The Interactive Custom Radio (ICR) category is not only the quantitatively predominant one among the skills (probably it forms more than 90% of the overall current skills corpus), it is also the only one that has displayed, and still showing a very fast growth rate until now. Such a performance seems to be consistent with the Amazon's marketing goals of flooding the market segment, feeding the media hype and possibly wreaking havoc on any emerging competitions. Moreover, we may also consider other driving factors both on the developers' and consumers' end. Since it is an emerging platform, many developers understandably tend to focus on skills that are easier to design and implement both technically and in terms of available input feeds. All that also help to significantly shorten time to market (TTM) length. On the users' side, the ICR skills often receive a rapid acceptance for they reconnect with the decades-long consumer's habits of listening to traditional radio broadcasts.

The truly original and most interesting category with tremendous future possibilities is the Ambient Intelligence Gateway (AIG) class of skills. These skills are opening the way towards a Sentient Environment where sensing technologies, data processing and supporting middle-ware fuse to generate and maintain a representation of physical space in terms of a world model, allowing shared perception between computing devices and persons. To better contextualize the AIG category of capabilities, let's imagine bottom-up the four abstract layers of any Sentient Environment:

  1. Hardware (HW)  
  2. Firmware (FM)  
  3. Software (SW) 
  4. Cogniware (CW)
The 4th conceptual layer, that we may call Cogniware, is the one where the overall ambient embedded intelligence resides. With the development of the so-called "connected home," (called also "smart home", "home automation" and "domotics") we are actually taking the very first and basic steps towards the establishment of a domestic Sentient Environment as described above. The AIG category of skills would belong specifically to the Cogniware layer.

In their current release, the AIG capabilities are almost exclusively limited to either direct or conditionally triggered (by using services such as IFTTT) voice commands. Compared to the old-fashioned Interactive Voice Response (IVR) model, the present use of Natural Language User Interface (NLUI) offers an increasing linguistic flexibility. However, we are still substantially in a voice-based equivalent of the decades old computing Command-Line Interface (CLI) phase. Nevertheless, the most important voice user experience's intrinsic property, that is, invisibility, helps create a context somehow similar to what in the specialized literature is known as a Natural User Interface (NUI). The latter induces the feeling of an acquired "Shamanic" empowerment that would allow any user to connect to, and act upon the surroundings through spoken words.
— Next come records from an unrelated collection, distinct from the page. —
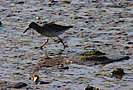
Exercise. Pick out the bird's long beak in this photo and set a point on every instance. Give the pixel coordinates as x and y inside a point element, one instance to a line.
<point>26,30</point>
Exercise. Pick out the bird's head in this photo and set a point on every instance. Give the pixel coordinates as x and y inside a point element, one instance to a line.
<point>31,25</point>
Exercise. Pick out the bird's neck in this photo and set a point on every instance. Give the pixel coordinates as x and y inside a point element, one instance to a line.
<point>38,28</point>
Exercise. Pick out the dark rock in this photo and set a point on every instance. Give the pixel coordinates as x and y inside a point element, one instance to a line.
<point>0,23</point>
<point>88,87</point>
<point>118,71</point>
<point>20,2</point>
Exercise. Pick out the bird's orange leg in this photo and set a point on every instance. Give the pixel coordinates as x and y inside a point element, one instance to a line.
<point>62,42</point>
<point>45,42</point>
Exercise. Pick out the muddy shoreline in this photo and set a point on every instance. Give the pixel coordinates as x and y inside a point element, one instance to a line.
<point>105,26</point>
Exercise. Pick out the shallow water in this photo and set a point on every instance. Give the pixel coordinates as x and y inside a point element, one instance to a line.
<point>99,25</point>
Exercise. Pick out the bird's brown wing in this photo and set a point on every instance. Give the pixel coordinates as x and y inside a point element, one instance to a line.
<point>55,27</point>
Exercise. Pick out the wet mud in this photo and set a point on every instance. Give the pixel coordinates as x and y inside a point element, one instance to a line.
<point>102,25</point>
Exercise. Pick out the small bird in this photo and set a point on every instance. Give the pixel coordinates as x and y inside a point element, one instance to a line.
<point>48,30</point>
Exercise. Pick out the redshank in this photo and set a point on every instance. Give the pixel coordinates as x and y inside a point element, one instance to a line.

The AIG skills have yet a long way to go before they mature and transform enough to merge into a Ubiquitous Access Layer (UAL) -- that is, a maturing Mediated Reality ecosystem (MR) -- and "dissolve" completely into the context of people's daily life. Additionally, we still have to see how these skills will integrate with other developing interactivity models such as Gesture-Control, for instance. The future of unfolding Sentient Environment, particularly its Cogniware layer (embedded intelligence), appears definitely promising and wide open to exciting new developments. The current voice interactivity feature is only the first step in a long march on a rocky road full of hills and cliffs.